Walker confessed on the spot to police that he’d killed Ms Bell, extending his fingers to imitate a gun.

While in custody awaiting his trial, Walker escaped from Long Bay Correctional Centre and was on the run for several weeks. He made his escape on Friday, 3 May 1996, in a laundry truck and it was only noticed he was gone when he failed to attend a late afternoon assembly.

A week after his escape, the most recent photo of Walker was published in newspapers in an attempt to locate him. Authorities feared Walker would try to harm himself or someone else. They also thought he may head to Queensland, and they were right. He was recaptured a few weeks later on the Gold Coast.

More controversy followed for Walker when in February 1998 he sacked his barrister after learning he had driven taxis 25 years ago to make extra cash while studying law. The trial was postponed for a few days while Legal Aid organised alternative defence for him.

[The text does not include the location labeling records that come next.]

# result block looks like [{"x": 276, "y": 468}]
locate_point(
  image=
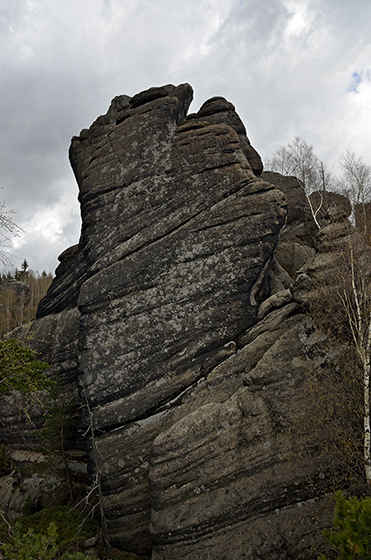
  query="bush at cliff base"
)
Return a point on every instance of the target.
[
  {"x": 351, "y": 538},
  {"x": 47, "y": 534}
]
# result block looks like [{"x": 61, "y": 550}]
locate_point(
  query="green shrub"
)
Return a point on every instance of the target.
[
  {"x": 352, "y": 536},
  {"x": 20, "y": 369},
  {"x": 43, "y": 541},
  {"x": 70, "y": 524},
  {"x": 31, "y": 546}
]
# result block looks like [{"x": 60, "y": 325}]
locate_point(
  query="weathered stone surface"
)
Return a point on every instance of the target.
[
  {"x": 242, "y": 488},
  {"x": 178, "y": 319},
  {"x": 300, "y": 226},
  {"x": 20, "y": 290}
]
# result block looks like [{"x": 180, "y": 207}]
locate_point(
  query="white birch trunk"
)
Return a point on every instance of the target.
[{"x": 366, "y": 420}]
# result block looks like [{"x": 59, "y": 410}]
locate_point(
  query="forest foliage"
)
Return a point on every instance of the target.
[{"x": 20, "y": 293}]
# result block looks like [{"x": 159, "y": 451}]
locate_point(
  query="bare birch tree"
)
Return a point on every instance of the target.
[
  {"x": 354, "y": 293},
  {"x": 342, "y": 310},
  {"x": 299, "y": 159}
]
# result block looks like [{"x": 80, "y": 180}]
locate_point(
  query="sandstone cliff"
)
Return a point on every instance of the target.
[{"x": 174, "y": 318}]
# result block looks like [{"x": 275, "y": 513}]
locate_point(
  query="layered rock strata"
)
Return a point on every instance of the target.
[{"x": 185, "y": 338}]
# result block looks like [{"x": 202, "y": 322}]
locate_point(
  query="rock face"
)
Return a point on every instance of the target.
[{"x": 175, "y": 320}]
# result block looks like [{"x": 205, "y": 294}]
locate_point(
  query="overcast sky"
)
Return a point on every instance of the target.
[{"x": 291, "y": 67}]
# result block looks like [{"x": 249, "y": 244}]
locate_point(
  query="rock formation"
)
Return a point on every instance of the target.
[{"x": 174, "y": 318}]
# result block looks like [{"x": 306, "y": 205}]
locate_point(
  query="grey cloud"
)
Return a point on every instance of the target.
[{"x": 62, "y": 63}]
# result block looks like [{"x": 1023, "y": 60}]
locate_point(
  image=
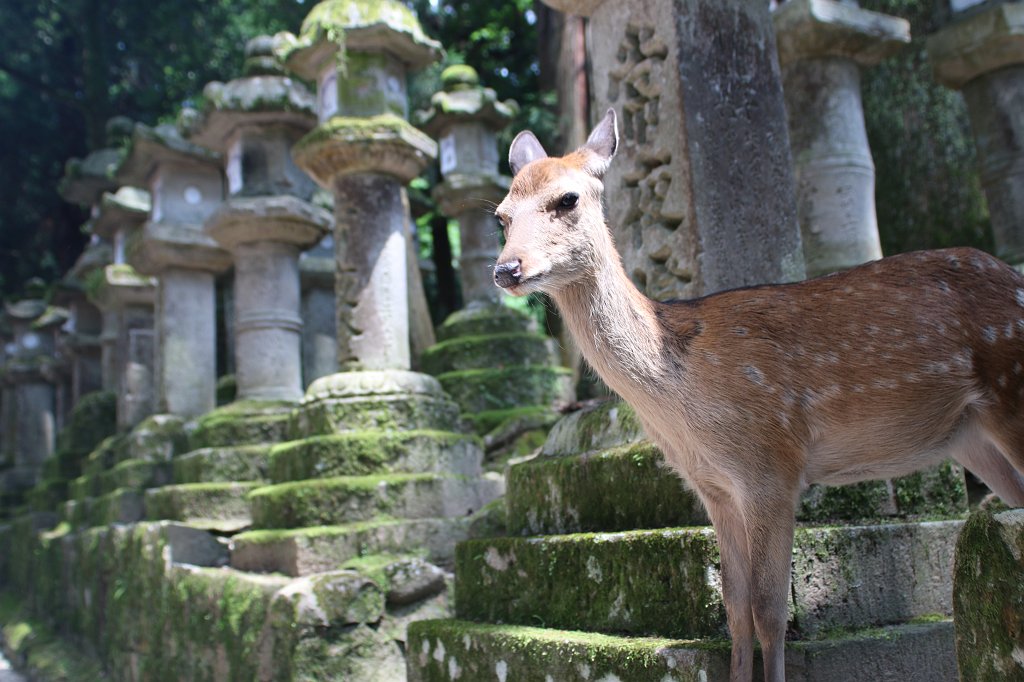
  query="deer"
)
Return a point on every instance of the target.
[{"x": 753, "y": 394}]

Walker’s estranged wife Robyn gave evidence at his committal hearing that he had plotted to kill on at least one other occasion. Mrs Walker told the court that in 1993 her husband suggested the pair take out life insurance policies. It was Mrs Walker’s death he planned to fake with a sensational plan to blow up a plane and make it look as though the pilot’s body was hers. He had concocted a scheme to take a ‘lovers’ holiday to a secluded spot on Stradbroke Island. According to Mrs Walker the pair did a ‘trial run’ of the plan in 1994 and her husband packed a picnic hamper complete with a semi-automatic gun and soft drink bottles filled with petrol.

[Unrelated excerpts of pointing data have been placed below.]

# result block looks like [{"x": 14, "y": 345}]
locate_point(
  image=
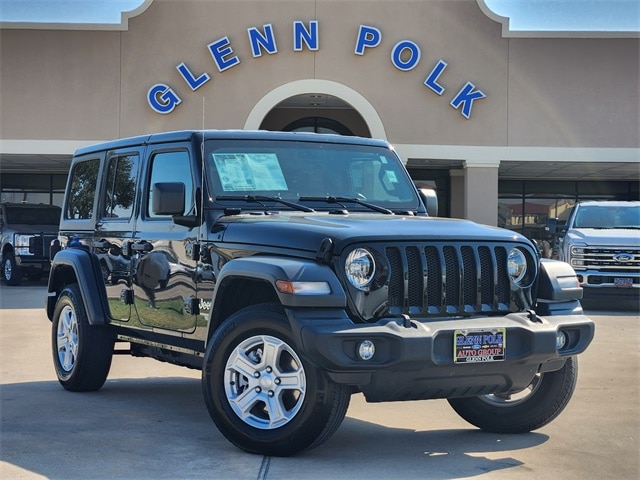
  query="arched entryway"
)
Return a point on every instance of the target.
[{"x": 316, "y": 106}]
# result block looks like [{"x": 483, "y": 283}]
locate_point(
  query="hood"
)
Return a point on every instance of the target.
[
  {"x": 605, "y": 236},
  {"x": 304, "y": 231}
]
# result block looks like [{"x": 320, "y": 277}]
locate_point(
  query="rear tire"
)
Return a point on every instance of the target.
[
  {"x": 261, "y": 392},
  {"x": 518, "y": 412},
  {"x": 82, "y": 352}
]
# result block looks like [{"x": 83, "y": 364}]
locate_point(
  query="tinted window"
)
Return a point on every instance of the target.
[
  {"x": 121, "y": 187},
  {"x": 308, "y": 172},
  {"x": 82, "y": 190}
]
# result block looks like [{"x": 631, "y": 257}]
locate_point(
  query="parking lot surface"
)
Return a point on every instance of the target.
[{"x": 150, "y": 421}]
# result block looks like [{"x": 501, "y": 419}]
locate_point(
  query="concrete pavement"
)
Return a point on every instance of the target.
[{"x": 149, "y": 421}]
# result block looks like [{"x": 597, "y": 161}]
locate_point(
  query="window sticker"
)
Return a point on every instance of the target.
[
  {"x": 391, "y": 176},
  {"x": 248, "y": 172}
]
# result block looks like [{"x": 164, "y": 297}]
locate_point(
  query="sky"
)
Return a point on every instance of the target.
[{"x": 528, "y": 15}]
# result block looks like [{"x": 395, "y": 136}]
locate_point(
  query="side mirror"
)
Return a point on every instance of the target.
[
  {"x": 554, "y": 227},
  {"x": 430, "y": 200},
  {"x": 168, "y": 198}
]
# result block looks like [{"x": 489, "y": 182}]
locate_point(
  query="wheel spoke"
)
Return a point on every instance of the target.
[
  {"x": 272, "y": 351},
  {"x": 292, "y": 380},
  {"x": 67, "y": 340},
  {"x": 244, "y": 402},
  {"x": 238, "y": 362},
  {"x": 277, "y": 413},
  {"x": 261, "y": 373}
]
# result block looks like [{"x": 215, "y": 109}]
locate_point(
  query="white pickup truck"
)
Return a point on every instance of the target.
[{"x": 601, "y": 241}]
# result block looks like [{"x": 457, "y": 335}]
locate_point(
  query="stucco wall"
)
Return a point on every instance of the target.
[{"x": 540, "y": 92}]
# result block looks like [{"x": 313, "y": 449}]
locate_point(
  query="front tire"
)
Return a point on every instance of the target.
[
  {"x": 82, "y": 352},
  {"x": 519, "y": 412},
  {"x": 262, "y": 394}
]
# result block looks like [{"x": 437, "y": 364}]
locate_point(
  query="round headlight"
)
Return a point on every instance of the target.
[
  {"x": 360, "y": 268},
  {"x": 517, "y": 265}
]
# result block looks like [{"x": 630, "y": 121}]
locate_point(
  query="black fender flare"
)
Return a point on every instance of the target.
[
  {"x": 88, "y": 275},
  {"x": 271, "y": 269}
]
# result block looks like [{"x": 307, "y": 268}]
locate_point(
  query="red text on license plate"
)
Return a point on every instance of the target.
[{"x": 473, "y": 346}]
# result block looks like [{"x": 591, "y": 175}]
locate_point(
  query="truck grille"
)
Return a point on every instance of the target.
[
  {"x": 40, "y": 245},
  {"x": 447, "y": 279},
  {"x": 606, "y": 259}
]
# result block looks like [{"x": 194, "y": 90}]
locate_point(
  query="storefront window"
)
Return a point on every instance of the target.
[
  {"x": 525, "y": 206},
  {"x": 38, "y": 188}
]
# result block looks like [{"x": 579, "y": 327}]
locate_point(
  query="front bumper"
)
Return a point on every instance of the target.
[{"x": 417, "y": 362}]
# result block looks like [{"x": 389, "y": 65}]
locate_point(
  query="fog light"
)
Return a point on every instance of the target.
[
  {"x": 366, "y": 350},
  {"x": 561, "y": 340}
]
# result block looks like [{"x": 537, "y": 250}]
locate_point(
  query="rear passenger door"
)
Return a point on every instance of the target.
[
  {"x": 164, "y": 284},
  {"x": 117, "y": 208}
]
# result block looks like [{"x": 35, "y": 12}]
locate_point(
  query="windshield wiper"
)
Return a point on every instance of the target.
[
  {"x": 340, "y": 200},
  {"x": 264, "y": 198}
]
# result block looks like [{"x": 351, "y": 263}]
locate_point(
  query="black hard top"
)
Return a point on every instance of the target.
[{"x": 196, "y": 135}]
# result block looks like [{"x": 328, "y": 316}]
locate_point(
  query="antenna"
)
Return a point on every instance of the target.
[{"x": 202, "y": 173}]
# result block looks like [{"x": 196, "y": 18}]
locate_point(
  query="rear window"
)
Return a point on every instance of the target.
[
  {"x": 82, "y": 189},
  {"x": 32, "y": 215}
]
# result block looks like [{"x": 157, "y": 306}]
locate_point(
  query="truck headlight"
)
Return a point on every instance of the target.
[
  {"x": 360, "y": 268},
  {"x": 517, "y": 265},
  {"x": 21, "y": 245}
]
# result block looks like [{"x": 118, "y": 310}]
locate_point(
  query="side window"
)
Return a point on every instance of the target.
[
  {"x": 171, "y": 167},
  {"x": 120, "y": 190},
  {"x": 82, "y": 190}
]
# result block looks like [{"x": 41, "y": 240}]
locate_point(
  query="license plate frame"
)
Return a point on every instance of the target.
[
  {"x": 623, "y": 282},
  {"x": 479, "y": 346}
]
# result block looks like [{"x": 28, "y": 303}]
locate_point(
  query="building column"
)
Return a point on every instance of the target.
[{"x": 481, "y": 192}]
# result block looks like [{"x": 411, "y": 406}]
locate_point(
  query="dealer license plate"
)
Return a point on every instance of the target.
[
  {"x": 473, "y": 346},
  {"x": 623, "y": 282}
]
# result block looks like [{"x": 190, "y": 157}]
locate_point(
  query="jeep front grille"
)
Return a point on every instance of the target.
[{"x": 427, "y": 280}]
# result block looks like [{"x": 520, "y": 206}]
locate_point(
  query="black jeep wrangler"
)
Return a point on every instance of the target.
[{"x": 295, "y": 270}]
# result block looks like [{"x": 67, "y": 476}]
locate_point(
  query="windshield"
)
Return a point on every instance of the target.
[
  {"x": 42, "y": 215},
  {"x": 608, "y": 217},
  {"x": 308, "y": 172}
]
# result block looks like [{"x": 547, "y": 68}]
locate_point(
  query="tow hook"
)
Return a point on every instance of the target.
[{"x": 533, "y": 316}]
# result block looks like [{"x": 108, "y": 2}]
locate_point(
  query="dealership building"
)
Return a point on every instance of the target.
[{"x": 509, "y": 127}]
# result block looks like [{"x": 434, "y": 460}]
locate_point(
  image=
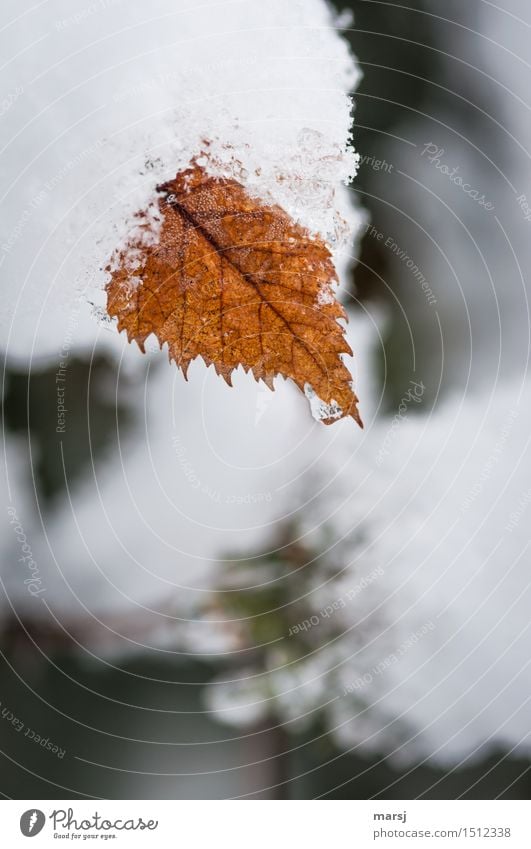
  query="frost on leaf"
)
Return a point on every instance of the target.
[{"x": 236, "y": 282}]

It was just the two of them – the pilot had wandered away to sit on the beach while his chartered passengers enjoyed an hour’s romantic time together. Mrs Walker said her husband became agitated when he noticed a tent at the spot and realised they were actually not alone. She said she convinced him to put away his gun and that he was acting ‘crazy’.

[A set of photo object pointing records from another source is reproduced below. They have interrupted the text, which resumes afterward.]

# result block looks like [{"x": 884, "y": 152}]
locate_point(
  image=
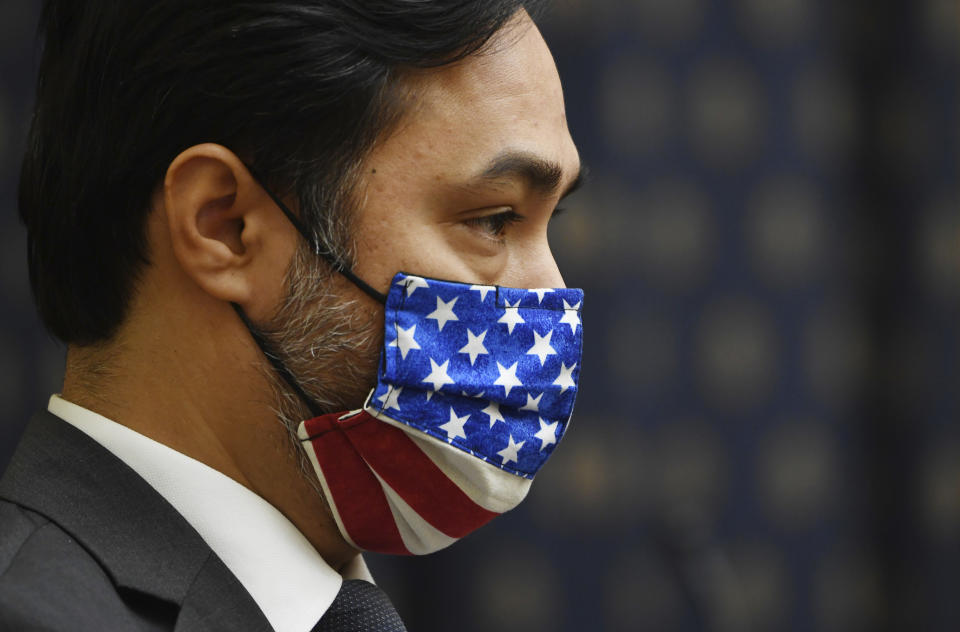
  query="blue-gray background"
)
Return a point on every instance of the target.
[{"x": 768, "y": 433}]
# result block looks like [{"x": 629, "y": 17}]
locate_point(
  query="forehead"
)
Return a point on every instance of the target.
[{"x": 508, "y": 96}]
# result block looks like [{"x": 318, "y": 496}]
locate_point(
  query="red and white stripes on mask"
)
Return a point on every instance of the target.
[{"x": 394, "y": 489}]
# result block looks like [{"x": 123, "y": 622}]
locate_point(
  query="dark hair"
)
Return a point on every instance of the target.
[{"x": 300, "y": 90}]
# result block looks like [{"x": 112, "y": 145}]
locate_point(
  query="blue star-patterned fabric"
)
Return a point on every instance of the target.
[{"x": 490, "y": 370}]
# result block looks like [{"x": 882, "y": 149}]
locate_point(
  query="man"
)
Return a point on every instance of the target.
[{"x": 209, "y": 190}]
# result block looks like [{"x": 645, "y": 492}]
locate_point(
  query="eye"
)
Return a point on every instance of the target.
[{"x": 495, "y": 225}]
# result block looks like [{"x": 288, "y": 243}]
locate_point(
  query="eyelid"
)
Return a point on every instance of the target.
[{"x": 493, "y": 225}]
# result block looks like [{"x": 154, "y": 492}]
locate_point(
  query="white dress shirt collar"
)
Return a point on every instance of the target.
[{"x": 276, "y": 564}]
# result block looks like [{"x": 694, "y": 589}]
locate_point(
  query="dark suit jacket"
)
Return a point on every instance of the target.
[{"x": 87, "y": 544}]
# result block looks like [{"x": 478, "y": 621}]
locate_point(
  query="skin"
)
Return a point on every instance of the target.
[{"x": 184, "y": 371}]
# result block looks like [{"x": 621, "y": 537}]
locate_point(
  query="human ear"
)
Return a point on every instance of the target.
[{"x": 226, "y": 233}]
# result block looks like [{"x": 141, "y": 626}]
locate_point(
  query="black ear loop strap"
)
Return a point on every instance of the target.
[{"x": 334, "y": 262}]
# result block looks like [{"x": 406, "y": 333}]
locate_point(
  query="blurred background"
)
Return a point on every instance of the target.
[{"x": 768, "y": 431}]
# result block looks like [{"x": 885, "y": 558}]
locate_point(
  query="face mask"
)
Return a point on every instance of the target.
[{"x": 475, "y": 387}]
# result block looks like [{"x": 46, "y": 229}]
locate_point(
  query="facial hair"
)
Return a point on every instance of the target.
[{"x": 328, "y": 336}]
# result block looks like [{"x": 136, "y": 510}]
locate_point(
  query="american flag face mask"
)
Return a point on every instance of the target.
[{"x": 475, "y": 387}]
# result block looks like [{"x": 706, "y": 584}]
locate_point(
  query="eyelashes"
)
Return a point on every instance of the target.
[{"x": 497, "y": 224}]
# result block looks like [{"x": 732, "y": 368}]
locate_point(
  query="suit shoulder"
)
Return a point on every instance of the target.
[{"x": 49, "y": 581}]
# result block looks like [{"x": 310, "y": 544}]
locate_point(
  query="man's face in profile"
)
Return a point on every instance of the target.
[{"x": 462, "y": 190}]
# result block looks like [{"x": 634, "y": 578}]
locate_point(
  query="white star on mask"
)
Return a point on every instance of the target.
[
  {"x": 405, "y": 340},
  {"x": 438, "y": 376},
  {"x": 547, "y": 434},
  {"x": 508, "y": 378},
  {"x": 540, "y": 291},
  {"x": 511, "y": 317},
  {"x": 389, "y": 399},
  {"x": 509, "y": 453},
  {"x": 444, "y": 312},
  {"x": 454, "y": 427},
  {"x": 474, "y": 346},
  {"x": 483, "y": 289},
  {"x": 541, "y": 346},
  {"x": 493, "y": 412}
]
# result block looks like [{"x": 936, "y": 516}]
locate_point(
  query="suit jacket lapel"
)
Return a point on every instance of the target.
[{"x": 137, "y": 536}]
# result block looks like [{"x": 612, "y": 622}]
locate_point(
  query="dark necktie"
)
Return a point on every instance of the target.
[{"x": 360, "y": 607}]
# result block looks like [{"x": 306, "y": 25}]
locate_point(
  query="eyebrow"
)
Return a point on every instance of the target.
[{"x": 541, "y": 175}]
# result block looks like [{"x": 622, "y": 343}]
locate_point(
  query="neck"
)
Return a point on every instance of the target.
[{"x": 207, "y": 396}]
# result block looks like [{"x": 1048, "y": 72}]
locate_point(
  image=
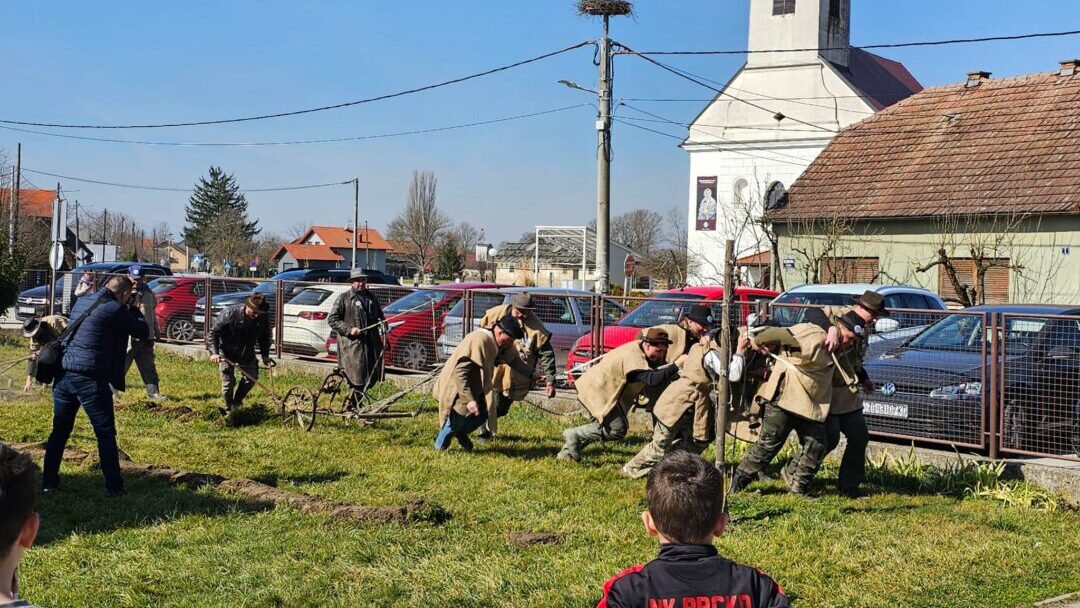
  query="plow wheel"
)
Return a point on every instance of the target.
[{"x": 299, "y": 405}]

Mrs Walker said that even on the return home, her husband was talking about another scheme involving a helicopter pilot. She told the court that it was at this point that their relationship fell apart and she left, taking their two children with her.

During his trial, Walker’s defence said the death of Ms Bell was caused by his warped state of mind – he suffered from depression, Meniere’s disease (a condition of the inner ear) and an addiction to prescription drugs. Walker also claimed the gun discharged ‘by accident’ and that he did not even know how to properly handle a firearm. When asked by prosecutor Mark Tedeschi to explain the safety measure on the gun, Walker appeared to recoil from the weapon he had been handed and told Mr Tedeschi, ‘I don’t want to touch that.’ Walker would not even look at the gun. He denied he had fired the gun three times in the cab. Mr Tedeschi said that something ‘much more sinister’ must have occurred to make Ms Bell drive her cab at speed to try and get help at Dee Why Police Station. He said that she must have felt sheer terror in the moments before she died.

Walker was found guilty of murder by a jury. At his sentencing hearing he told the judge, ‘I’m not a taxi-driver-stalking monster.’

Walker was sentenced to a maximum of 19 years in prison.

On 23 March 2000, Walker appealed against his sentence. His lawyers submitted that certain information from a police informer – a fellow prisoner – should not have been admitted into evidence. Walker also wanted the jury’s verdict to be deemed unreasonable (based on some of the evidence from the police informant), and set aside. The appeal was dismissed.

Walker’s maximum 19-year sentence expires in September 2016. His 14-year minimum non-parole period ended in September 2011.

He was transferred to a Scottish prison in March 2011 in an approved international prisoner transfer under Australia’s International Transfer of Prisoners Act 1997.

The Scottish Prison Service confirmed Walker’s transfer but due to the country’s data protection laws, could not say which prison he was transferred to or whether he has been paroled.